LONG NIGHT’S JOURNEY INTO DAY follows four cases of amnesty, giving the audience a personal view of something that seemed chaotic and incomprehensible in our news. The hope, according to TRC Chairman Archbishop Desmond Tutu, was to get to the truth, so that healing can take place, and so that they could know what to avoid in the future. Through footage of the hearings, interviews and archival footage, we learn the heart-rending circumstances of the slaughters. We also see inspiring landscape wide shots, and scenes of the present-day orderly Cape Town. Stirring and evocative South African music reflects feelings the film stirs up in the viewer by witnessing amnesty participants’ grief and raw emotions.

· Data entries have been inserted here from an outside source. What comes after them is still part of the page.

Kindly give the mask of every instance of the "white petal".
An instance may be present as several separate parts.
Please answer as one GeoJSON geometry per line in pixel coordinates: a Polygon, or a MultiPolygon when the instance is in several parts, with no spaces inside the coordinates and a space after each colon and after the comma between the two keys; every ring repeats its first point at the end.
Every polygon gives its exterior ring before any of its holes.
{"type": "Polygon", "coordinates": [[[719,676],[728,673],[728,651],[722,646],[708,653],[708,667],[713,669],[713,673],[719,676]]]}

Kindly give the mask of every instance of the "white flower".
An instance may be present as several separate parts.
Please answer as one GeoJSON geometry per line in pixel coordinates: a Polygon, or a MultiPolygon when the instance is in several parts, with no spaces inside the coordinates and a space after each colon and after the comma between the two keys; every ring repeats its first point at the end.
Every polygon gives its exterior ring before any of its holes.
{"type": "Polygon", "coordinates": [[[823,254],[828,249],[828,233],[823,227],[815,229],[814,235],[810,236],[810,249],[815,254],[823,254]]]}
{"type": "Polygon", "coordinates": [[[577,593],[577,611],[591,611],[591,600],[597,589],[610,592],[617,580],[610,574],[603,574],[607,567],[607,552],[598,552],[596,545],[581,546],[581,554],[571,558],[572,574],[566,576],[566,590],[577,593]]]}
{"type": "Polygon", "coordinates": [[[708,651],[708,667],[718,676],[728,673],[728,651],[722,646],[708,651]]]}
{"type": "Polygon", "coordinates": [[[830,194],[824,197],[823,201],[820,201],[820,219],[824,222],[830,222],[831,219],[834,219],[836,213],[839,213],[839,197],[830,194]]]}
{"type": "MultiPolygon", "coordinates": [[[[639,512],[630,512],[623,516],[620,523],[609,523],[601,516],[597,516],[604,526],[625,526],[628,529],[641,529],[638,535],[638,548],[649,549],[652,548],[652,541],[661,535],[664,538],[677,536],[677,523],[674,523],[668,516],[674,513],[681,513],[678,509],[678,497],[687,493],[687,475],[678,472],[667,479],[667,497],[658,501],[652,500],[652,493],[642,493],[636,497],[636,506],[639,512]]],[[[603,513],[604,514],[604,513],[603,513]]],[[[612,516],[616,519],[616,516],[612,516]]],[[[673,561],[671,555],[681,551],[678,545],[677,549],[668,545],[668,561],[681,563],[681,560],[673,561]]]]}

A TRC Commissioner, Glenda Wilkscut says that a blanket amnesty would have deprived families of the knowledge that they gain in the individual cases. We watch as mothers have to view videos of their slain sons, and widows have to re-live their husbands’ cold-blooded murders. But with each case, the telling and the acknowledging of the wrongs brings a new level of resolution and lightness to the participants. We witness people reclaiming their humanity and civility and moving towards healing.

With the brilliantly descriptive title, LONG NIGHT’S JOURNEY INTO DAY has won nine awards, including the 2000 Sundance Film Festival Grand Prize, Best Documentary Award. The film’s many nominations include the 2000 Academy Award nomination for best documentary feature. Bay Area veteran social issues filmmakers Frances Reid (SKIN DEEP) is the Director/Producer, and Deborah Hoffman (COMPLAINTS OF A DUTIFUL DAUGHTER) is Director/Editor. LONG NIGHT'S JOURNEY INTO DAY, about uncontrolled violence, contrition, forgiveness, and redemption, is a film that every citizen of the world should see. For more information and to purchase the DVD, see

A white reporter who lost her father to violence as a child in South Africa invoked the words of Maya Angelou apropos of the Truth and Reconciliation processs: "History, despite its wrenching pain, can not be unlived, but if faced with courage, need not be lived again."

For Movie Magazine, this is Joan Widdifield.